Consider the following utility function
U(n, x_n) = max(U(n-1, x_{n-1}), -x_n^2)
where n is the current clock tick, x_n is an external input (aka, from us, the AI’s keepers, or from another piece of software). This utility is monotonic in time, that is, it never decreases, and is bounded from above. If the AI wrests control of the input x_n, it will immediately set x_n = 0 and retire forever. Monotonicity and boundedness from above are imperative here.

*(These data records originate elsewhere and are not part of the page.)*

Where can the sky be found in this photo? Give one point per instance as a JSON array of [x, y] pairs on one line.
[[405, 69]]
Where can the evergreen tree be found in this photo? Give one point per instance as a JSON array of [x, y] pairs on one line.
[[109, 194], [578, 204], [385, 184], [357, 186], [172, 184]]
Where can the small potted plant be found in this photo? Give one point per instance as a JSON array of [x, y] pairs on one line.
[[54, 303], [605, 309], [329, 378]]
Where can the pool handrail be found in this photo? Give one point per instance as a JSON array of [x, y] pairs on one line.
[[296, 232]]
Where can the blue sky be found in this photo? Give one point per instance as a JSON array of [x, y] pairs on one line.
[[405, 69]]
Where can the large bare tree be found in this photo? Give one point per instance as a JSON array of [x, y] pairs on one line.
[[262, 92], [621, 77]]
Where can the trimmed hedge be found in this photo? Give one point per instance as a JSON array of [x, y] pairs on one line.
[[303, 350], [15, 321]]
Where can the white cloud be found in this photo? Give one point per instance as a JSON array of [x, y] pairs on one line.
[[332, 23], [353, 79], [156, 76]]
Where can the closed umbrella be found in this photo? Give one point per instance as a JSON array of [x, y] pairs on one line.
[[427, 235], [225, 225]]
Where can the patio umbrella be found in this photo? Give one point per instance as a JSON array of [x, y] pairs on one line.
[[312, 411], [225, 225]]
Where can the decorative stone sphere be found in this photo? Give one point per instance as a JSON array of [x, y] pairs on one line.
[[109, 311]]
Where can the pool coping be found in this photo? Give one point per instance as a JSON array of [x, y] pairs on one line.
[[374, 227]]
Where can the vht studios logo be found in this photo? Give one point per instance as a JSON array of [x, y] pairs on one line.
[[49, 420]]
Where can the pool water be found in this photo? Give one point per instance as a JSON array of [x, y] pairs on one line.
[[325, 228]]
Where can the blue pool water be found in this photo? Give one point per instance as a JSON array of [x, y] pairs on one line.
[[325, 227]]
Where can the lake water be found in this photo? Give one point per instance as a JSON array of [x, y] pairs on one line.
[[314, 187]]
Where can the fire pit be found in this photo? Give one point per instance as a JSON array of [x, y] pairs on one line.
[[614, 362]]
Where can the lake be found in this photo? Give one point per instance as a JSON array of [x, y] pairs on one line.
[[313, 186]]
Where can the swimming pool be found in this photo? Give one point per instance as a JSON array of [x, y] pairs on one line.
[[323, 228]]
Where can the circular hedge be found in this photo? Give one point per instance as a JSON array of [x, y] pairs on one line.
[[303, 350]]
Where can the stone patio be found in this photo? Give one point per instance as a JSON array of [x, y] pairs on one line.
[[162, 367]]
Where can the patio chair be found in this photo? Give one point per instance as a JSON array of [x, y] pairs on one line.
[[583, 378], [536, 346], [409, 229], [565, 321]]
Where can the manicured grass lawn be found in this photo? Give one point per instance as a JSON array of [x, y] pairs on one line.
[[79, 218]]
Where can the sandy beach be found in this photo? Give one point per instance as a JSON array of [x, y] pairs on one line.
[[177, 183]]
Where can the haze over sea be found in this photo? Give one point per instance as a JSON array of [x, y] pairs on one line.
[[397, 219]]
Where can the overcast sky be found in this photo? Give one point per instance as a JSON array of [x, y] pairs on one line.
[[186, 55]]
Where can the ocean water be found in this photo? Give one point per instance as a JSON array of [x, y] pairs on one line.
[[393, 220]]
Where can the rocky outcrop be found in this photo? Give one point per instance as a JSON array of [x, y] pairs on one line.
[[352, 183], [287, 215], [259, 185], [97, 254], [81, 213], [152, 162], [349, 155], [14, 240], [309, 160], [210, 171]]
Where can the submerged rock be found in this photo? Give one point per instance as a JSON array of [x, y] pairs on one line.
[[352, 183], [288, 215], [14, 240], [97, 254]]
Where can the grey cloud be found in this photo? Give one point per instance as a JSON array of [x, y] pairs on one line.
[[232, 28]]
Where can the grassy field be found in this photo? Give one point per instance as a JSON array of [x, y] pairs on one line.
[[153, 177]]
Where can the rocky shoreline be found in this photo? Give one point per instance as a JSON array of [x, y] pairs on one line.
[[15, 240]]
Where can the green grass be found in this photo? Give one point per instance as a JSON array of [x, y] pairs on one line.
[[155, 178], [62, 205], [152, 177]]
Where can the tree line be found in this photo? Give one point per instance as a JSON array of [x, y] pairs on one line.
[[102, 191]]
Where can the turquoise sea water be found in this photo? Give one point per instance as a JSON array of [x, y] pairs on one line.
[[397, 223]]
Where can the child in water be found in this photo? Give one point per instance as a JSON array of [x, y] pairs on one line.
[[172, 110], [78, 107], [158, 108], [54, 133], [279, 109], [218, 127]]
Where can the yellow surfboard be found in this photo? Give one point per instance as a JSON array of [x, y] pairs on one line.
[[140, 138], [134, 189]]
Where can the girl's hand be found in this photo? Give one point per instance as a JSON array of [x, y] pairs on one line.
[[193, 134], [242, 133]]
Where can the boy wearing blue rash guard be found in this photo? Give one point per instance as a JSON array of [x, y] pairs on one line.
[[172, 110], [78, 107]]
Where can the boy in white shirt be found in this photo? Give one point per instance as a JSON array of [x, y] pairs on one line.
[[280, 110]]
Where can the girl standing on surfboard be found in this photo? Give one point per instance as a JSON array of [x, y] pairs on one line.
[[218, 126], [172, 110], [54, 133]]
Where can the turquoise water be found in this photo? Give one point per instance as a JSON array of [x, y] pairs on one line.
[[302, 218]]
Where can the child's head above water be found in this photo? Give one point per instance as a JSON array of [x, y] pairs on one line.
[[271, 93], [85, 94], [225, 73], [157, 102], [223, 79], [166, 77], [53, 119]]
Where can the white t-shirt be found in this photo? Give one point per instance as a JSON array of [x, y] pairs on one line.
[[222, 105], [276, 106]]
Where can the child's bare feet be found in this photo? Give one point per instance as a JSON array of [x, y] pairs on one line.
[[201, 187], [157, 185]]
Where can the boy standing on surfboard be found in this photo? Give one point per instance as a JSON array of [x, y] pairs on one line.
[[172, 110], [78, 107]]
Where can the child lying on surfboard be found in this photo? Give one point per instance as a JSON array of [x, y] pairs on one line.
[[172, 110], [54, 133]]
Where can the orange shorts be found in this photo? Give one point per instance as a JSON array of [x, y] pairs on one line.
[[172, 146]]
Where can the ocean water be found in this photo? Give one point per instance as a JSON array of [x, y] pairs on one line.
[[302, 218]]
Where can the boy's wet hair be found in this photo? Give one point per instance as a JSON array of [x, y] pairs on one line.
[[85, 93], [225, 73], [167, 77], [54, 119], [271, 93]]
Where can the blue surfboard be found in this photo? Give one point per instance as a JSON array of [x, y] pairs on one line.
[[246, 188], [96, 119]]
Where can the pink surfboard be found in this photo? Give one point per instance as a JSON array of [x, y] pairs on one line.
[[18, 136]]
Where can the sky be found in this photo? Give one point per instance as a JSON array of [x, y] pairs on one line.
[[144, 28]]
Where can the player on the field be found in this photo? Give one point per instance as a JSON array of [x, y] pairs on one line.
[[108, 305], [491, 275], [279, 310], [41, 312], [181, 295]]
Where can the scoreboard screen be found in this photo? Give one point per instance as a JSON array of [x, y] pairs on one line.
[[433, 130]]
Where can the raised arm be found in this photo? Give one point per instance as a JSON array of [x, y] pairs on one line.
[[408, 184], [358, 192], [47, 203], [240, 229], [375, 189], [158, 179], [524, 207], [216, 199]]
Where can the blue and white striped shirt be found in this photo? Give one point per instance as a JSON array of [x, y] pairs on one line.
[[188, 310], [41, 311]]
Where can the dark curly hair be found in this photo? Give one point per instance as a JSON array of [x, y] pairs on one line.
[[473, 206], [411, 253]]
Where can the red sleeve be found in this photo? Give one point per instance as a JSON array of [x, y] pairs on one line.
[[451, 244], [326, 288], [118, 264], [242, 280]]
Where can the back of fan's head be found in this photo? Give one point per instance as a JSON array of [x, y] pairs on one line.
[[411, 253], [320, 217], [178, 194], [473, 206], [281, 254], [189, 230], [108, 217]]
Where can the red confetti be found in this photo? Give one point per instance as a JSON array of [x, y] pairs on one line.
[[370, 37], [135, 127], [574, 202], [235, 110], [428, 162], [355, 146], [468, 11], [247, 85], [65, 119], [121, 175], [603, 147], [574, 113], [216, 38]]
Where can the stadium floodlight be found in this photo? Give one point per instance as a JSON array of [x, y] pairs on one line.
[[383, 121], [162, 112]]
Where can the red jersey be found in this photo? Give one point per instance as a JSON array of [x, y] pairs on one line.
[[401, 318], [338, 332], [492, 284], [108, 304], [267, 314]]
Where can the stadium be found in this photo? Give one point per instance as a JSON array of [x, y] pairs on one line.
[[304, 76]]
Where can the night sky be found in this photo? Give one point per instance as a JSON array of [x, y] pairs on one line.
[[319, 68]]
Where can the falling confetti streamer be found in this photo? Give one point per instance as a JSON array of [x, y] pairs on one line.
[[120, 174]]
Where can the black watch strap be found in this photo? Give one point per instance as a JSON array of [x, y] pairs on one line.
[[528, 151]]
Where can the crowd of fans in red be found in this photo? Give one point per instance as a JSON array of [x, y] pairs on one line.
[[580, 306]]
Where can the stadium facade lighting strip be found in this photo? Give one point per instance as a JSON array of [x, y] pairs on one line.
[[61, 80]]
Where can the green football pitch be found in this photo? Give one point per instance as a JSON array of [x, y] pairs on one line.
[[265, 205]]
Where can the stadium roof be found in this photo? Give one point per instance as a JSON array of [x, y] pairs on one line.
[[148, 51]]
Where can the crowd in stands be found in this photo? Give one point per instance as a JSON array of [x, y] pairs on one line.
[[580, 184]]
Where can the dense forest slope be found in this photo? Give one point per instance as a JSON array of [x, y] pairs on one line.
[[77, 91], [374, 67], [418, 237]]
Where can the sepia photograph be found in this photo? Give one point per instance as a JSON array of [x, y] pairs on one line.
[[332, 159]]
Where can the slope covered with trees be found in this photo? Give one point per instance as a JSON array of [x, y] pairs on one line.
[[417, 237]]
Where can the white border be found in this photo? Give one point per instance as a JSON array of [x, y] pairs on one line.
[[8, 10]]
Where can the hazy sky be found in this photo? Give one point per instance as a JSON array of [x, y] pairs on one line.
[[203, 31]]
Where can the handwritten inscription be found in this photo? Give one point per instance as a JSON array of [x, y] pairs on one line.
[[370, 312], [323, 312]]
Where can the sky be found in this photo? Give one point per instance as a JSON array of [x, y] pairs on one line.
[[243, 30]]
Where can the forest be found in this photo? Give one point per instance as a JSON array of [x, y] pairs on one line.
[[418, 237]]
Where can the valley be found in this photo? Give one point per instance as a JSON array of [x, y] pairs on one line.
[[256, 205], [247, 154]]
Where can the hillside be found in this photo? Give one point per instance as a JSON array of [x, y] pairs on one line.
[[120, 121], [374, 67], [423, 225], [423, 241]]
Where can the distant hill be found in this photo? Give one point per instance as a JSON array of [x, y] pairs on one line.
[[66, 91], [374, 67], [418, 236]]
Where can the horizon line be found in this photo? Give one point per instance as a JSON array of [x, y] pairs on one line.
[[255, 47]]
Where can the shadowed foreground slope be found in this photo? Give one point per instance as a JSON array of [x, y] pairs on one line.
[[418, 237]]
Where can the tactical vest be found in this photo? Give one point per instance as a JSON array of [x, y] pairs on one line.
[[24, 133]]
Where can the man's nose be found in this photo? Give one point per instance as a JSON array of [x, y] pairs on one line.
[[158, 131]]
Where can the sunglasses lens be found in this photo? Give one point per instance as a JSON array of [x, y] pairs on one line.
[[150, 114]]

Alternatively, to avoid monotonicity (taking U(x) = -x^2), one can put the following safeguard in: the closer the utility is to its maximum, the more CPU cycles are skipped, such that the AI effectively shuts down if it ever maximizes its utility in a given clock tick. This alternative obviously wouldn’t stop a superintelligence, but it would probably stop a human level AI, and most likely even substantially smarter AIs (see, eg, crystal meth). Arrange matters such that the technical requirements between the point at which the AI wrests control of the input x_n, and the point at which it can self modify to avoid a slow down when it blisses out, are greatly different, guaranteeing that the AI will only be of moderate intelligence when it succeeds in gaining control of its own pleasure zone and thus incapable of preventing incapacitation upon blissing out.
Eh?
Expected utility is not something that "goes up", as the AI develops. It's utility of all it expects to achieve, ever. It may obtain more information about what the outcome will be, but each piece of evidence is necessarily expected to bring the outcome either up or down, with no way to know in advance which way it'll be.
Can you elaborate? I understand what you wrote (I think) but don't see how it applies.
Hmm, I don't see how it applies either, at least under default assumptions -- as I recall, this piece of cached thought was regurgitated instinctively in response to sloppily looking through your comment and encountering the phrase
which was for some reason interpreted as confusing utility with expected utility. My apologies, I should be more conscious, at least about the things I actually comment on...
No worries. I'd still be curious to hear your thoughts, as I haven't received any responses that help me understand how this utility function might fail. Should I expand on the original post?